Pernah mendengar atau membaca kata-kata begini, ‘mantan (pacar) itu cuma barang bekas, jadi dikasihkan saja ke yang membutuhkan’? Oww … ow … Pernah, tidak? Malah sering? Menurutmu, kejam banget tidak tuh kata-katanya? Haha. Jujur saja nih ya, kalau aku sih agak setuju dengan istilah itu ya. *peace*
Mantan oh mantan (pacar). Sering aku membaca status facebook berisi kata-kata seperti di atas. Saat itu aku sih tidak meng-klik ‘komentar’ ataupun ‘suka’ meski sebenarnya sangat prihatin pada kata-katanya. Yang aku pikir cuma mungkin emosi si empunya status pada seseorang yang dia sebut sebagai mantan (pacar) sedang berada pada titik kulminasi *sotoy*, jadi biarlah. Hanya kemudian aku sedikit memutar otakku diam-diam.
Begini, mantan (pacar) itu kan orang yang dahulunya pernah menjadi pacar kita. Nah, setiap hubungan pacaran yang usai pasti masing-masing individu akan men-cap individu yang lain sebagai mantan kan, ya? Maksudnya, entah dari sisi manapun (baik cewek ataupun cowok) pasti akan menyebut seseorang yang dahulunya pernah menjadi pacar mereka dengan sebutan ‘mantan’. Benar tidak sih?
Jadi, sebenarnya kalau kita pernah pacaran meski hanya satu kali, lalu putus, otomatis kita punya gelar ‘mantan pacar’ oleh mantan pacar kita.
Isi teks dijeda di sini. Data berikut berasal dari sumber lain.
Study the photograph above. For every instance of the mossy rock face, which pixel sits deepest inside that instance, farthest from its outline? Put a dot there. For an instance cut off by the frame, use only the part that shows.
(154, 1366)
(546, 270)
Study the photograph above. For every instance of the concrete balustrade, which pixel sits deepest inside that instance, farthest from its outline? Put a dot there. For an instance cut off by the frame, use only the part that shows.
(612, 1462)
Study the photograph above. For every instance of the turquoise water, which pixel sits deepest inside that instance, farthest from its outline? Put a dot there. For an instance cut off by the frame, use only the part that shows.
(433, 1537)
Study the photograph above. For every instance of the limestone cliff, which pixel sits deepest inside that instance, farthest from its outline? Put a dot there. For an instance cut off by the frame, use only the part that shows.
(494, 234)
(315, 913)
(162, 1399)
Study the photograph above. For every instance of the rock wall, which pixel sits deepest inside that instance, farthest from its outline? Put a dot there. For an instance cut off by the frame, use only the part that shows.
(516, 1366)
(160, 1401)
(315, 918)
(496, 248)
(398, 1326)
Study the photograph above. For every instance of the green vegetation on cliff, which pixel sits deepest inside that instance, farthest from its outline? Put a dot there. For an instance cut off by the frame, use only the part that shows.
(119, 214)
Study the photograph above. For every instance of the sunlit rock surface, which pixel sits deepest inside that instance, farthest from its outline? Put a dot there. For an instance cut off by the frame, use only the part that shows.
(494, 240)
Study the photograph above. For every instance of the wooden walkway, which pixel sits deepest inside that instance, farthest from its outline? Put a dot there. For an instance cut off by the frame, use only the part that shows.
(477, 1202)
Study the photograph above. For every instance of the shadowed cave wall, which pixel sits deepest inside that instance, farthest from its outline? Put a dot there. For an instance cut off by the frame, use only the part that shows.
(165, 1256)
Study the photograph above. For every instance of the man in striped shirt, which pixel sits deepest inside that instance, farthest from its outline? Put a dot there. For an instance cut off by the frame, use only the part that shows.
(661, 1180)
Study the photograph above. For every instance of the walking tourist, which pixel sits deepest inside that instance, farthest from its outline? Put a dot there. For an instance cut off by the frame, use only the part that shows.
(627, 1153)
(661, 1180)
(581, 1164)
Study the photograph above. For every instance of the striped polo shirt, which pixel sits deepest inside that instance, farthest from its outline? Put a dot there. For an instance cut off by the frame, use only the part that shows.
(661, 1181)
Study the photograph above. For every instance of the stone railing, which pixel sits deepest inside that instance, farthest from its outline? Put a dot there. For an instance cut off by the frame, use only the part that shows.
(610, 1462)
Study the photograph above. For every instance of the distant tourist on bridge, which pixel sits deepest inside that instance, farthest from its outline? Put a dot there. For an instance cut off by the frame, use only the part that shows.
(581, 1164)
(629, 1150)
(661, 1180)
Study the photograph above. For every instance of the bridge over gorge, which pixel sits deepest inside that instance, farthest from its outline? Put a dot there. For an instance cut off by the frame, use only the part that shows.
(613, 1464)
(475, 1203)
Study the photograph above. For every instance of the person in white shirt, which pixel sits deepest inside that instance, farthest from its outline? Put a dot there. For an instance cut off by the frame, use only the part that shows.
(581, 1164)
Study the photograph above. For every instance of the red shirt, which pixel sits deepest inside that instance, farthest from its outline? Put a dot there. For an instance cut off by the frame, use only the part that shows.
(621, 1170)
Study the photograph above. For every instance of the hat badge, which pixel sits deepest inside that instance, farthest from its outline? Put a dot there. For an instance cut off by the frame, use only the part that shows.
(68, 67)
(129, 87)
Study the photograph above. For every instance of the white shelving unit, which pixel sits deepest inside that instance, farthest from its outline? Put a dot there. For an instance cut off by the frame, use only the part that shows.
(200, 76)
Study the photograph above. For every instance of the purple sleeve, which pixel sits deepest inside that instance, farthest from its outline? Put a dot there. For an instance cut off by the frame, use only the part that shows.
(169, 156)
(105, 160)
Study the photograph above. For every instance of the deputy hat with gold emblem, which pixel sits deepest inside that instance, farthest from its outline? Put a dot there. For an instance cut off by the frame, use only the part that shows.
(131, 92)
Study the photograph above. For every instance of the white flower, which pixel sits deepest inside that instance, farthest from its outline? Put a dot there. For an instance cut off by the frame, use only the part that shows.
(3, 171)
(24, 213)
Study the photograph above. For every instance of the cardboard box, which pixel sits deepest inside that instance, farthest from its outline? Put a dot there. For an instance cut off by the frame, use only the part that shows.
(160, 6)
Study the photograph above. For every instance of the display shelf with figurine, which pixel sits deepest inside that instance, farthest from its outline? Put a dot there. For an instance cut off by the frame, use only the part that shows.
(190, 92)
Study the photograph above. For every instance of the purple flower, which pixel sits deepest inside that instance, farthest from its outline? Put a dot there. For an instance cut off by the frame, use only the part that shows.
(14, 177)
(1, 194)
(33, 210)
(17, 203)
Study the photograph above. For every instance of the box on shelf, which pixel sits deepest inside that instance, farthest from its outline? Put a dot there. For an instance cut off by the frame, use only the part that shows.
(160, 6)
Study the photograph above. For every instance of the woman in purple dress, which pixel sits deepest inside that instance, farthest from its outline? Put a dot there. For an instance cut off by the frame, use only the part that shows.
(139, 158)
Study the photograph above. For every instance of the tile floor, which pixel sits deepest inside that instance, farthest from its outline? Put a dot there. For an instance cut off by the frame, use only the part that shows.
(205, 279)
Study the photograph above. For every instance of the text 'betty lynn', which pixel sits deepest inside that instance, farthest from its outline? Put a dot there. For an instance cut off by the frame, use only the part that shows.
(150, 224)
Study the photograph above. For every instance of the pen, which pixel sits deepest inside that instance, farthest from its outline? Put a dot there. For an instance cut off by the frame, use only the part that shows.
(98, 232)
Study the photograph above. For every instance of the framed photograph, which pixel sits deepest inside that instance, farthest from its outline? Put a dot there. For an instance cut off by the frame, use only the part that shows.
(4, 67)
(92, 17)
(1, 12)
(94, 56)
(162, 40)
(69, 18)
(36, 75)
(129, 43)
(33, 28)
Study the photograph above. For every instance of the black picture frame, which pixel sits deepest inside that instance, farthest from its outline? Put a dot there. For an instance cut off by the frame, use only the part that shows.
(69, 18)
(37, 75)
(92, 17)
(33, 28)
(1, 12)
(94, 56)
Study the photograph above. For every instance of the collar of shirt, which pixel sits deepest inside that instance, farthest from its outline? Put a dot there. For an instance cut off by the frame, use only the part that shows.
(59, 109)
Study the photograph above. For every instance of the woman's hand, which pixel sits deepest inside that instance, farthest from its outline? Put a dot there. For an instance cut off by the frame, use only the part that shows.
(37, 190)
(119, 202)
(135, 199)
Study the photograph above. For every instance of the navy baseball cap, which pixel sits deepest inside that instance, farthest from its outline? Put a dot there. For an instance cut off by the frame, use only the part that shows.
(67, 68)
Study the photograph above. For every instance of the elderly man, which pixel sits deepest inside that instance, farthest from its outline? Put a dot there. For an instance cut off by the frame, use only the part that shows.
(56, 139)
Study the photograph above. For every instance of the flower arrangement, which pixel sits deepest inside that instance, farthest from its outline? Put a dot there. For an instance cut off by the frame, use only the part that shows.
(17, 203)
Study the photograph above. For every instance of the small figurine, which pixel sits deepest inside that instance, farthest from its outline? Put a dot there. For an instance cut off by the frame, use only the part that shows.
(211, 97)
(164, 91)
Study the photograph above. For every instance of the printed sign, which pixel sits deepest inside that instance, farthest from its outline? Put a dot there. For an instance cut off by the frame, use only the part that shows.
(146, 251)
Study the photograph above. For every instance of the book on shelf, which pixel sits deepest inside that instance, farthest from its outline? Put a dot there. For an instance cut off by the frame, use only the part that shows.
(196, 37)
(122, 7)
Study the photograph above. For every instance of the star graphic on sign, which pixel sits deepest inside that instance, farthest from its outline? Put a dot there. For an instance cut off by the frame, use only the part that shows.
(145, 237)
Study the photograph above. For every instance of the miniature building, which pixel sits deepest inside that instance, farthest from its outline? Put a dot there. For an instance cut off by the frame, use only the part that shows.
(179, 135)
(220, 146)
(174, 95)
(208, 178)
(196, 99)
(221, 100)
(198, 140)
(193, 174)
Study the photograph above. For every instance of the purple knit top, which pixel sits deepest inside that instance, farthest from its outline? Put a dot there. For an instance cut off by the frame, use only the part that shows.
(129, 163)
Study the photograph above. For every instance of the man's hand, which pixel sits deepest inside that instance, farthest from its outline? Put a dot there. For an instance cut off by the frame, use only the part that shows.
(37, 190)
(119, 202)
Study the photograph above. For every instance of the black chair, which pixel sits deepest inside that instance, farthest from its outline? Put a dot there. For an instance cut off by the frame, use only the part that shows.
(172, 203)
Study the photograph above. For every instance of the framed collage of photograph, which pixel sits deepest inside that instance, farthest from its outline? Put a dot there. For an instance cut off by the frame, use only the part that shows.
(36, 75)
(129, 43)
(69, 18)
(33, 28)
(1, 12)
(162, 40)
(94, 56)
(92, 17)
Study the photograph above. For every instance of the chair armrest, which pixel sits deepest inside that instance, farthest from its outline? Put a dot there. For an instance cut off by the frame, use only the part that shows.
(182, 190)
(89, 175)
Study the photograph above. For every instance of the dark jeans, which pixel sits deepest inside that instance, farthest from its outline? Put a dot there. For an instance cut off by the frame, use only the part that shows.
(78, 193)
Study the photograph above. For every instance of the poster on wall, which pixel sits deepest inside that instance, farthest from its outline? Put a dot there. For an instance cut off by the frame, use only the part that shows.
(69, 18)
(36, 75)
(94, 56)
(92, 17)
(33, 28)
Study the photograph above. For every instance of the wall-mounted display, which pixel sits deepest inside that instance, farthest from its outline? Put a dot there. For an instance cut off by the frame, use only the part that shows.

Bingung?
*dan seketika ada lampu di kepalaku*. Sepertinya si empunya status tidak sadar akan hal itu. Bahwa jangan hanya melihat dari sisi dirinya. Bahwa kalau disadari, dia juga seorang ‘mantan pacar’ bagi mantan pacarnya. Bahwa jika mantan (pacar) itu diartikan barang bekas, berarti dia juga barang bekas. Bahwa jika barang bekas dikasihkan kepada yang lebih membutuhkan, berarti pacarnya dia sekarang adalah juga ‘yang membutuhkan’ itu. Bingung? Nggak dong ya bagi yang pernah pacaran mah. :P
Tidak mau dicap barang bekas? Sebenarnya perkara mudah kalau kita tidak mau dicap barang bekas. Inget kan ya kalau barang bekas itu sama dengan mantan (pacar)? Jadi kalau tidak mau, tidak usahlah kita menjadi sosok ‘mantan pacar’. Satu-satunya cara supaya kita tidak menjadi mantan pacar itu ya dengan tidak pacaran. Betul tidak?
Kesimpulannya: pacaran bikin kita jadi bekas.